Please remember that the OTA’s basically spend no money on destination marketing at all.

Kathy Lawson
Kathy Lawson
3 years ago

Absolutely agree. I have the same problem where people swear they booked on our website, and criticize us soundly for not having our phone number displayed so they could contact us. They just do not believe me when I say they used an online travel agent (which doesn’t want them to contact us directly). I get them to check where their booking confirmation came from. You have to go into a great deal of explaining in order to educate them on how to book direct with the motels.

Tom F.
Tom F.
3 years ago

In all fairness, OTA partners should allow their hotel partners to opt-in to this type of marketing. I traveled this road many times with our OTA partners. We were able to have a certain clause written out of our contract at one point that allowed them to do so, but it was definitely a sticking point. Their pockets are deep and they’re willing to spend beyond what they would make in commission from you as a hotel partner to secure a repeat user of their own channel, thus benefiting them and funneling them away from booking with the hotel directly.
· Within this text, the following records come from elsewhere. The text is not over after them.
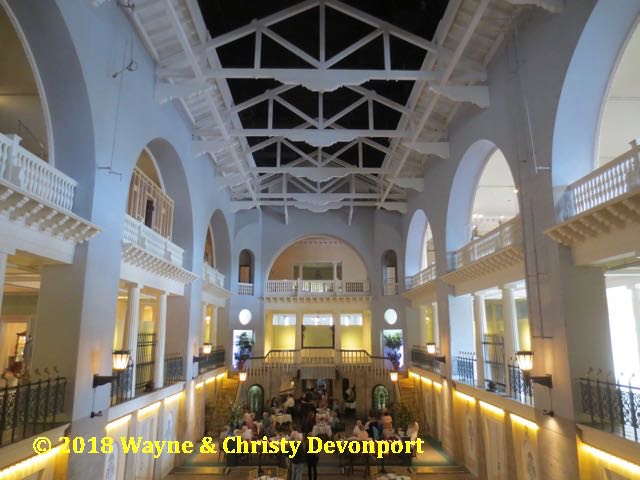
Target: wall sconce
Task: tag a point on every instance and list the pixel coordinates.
(525, 362)
(119, 363)
(431, 350)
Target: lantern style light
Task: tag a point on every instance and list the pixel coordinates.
(525, 360)
(120, 360)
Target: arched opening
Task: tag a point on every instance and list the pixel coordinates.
(380, 397)
(22, 104)
(389, 273)
(255, 399)
(209, 249)
(245, 262)
(147, 201)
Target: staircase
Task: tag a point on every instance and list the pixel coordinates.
(225, 396)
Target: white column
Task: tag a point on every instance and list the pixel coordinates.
(203, 322)
(3, 271)
(337, 341)
(133, 316)
(510, 330)
(480, 324)
(213, 326)
(158, 370)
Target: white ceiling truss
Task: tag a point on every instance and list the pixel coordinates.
(318, 178)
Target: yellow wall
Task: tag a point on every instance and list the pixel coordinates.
(284, 338)
(351, 338)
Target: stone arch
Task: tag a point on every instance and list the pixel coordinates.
(588, 78)
(458, 228)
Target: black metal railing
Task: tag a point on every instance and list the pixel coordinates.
(612, 406)
(212, 361)
(121, 385)
(173, 369)
(494, 368)
(145, 362)
(464, 367)
(520, 387)
(30, 408)
(422, 359)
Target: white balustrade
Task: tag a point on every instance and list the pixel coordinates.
(137, 233)
(611, 180)
(316, 287)
(32, 174)
(423, 276)
(245, 288)
(503, 236)
(212, 276)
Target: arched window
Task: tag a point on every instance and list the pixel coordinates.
(379, 397)
(389, 273)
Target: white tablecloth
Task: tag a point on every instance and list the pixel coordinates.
(321, 430)
(282, 418)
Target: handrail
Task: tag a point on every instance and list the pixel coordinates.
(617, 177)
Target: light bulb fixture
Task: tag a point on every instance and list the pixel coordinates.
(120, 360)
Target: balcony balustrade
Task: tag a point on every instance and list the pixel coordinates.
(212, 276)
(30, 173)
(614, 179)
(327, 288)
(245, 288)
(138, 234)
(30, 408)
(501, 237)
(423, 276)
(612, 406)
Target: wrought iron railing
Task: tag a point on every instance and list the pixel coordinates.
(145, 362)
(494, 367)
(212, 361)
(30, 408)
(121, 385)
(422, 359)
(173, 369)
(612, 406)
(520, 387)
(464, 365)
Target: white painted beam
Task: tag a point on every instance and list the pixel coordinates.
(553, 6)
(439, 149)
(476, 94)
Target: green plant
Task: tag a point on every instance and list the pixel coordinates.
(403, 415)
(393, 343)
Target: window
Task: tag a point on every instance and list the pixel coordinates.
(317, 319)
(351, 319)
(283, 319)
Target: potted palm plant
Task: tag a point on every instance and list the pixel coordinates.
(245, 345)
(393, 344)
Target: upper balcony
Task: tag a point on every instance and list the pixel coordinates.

That said, if you don’t have a contract with an OTA and they’re marketing using your brand name, that’s something you can go to Google with and plead your case to have your brand keywords removed from their campaigns. If it were truly a mutual partnership to benefit both parties, OTA’s would make this marketing strategy optional. We all see what’s going on here.

Darryl Higginbotham
Darryl Higginbotham
3 years ago

We stopped paying for Google Adwords 3 years because we could never pay enough to be listed at the top of the page, this has saved us $6,000p.a – Expedia & Booking.com have that cornered.
We then created exclusive rate types i.e. minimum 2 nights for Booking.com & Expedia – just for their platforms – just in case people only found them.
It is amazing how many people find your property direct when price or different inclusions are selling points. I have now stopped using Booking.com for the past 6 months, I have kept Expedia/Egencia live only because of their travel agent network, and our bookings haven’t dropped away.
I will add that we are in a smallish town (population 100,000) with limited accommodation but high demand due to local industry so this may be more the point. 90% off our bookings are direct because our customer know we offer flexibility and work with them to accommodate their changing requirements.

Sarah T
Sarah T
3 years ago

I couldn’t agree more. We get it all the time – guests saying “I’m on your website” or “I thought I booked direct”, but they’re actually clicking on ads. It’s sneaky and frustrating to say the least. I didn’t know it was illegal in other countries. Should definitely be looked at.

Chris
Chris
3 years ago

The most important thing is to ensure that your website creates a great user experience to convert any of these lookers to bookers. OTAs convert more because they spend on marketing yes, but they also have sleek websites and are designed with the consumer experience in mind.
I’d suggest reviewing your website and look at it from a customer perspective, a website upgrade would certainly help convert more direct business.
I’d then look at other options, such as creating more flexible terms for guests booking on your site. A better price point and then throw in some inclusions too such as a later checkout or whatever additional value adds you can offer.
Guests often find a property online and then will check the direct site, it’s called the ‘Billboard Effect’, use the OTAs to your advantage and then blow them out of the water when their customers come to your site.

Neil Devonport
Neil Devonport
3 years ago

We had to spend $20,000 per month to buy ‘our own market share’ back on google, it was ridiculous. Industry bodies have refused to address this massive issue, perhaps from not understanding it and ACCC when complained too, refused to launch an investigation.

Stephen M
3 years ago

Booking.com do everything they can to undermine their accommodation partners. One particular thing that annoys me to no end is that whenever they send an email our to a guest, they use the property name and the sender information. Not from “booking.com on behalf of property xyz”, but from “Property XYZ”. They are literally trying to pass themselves off as the properties they list.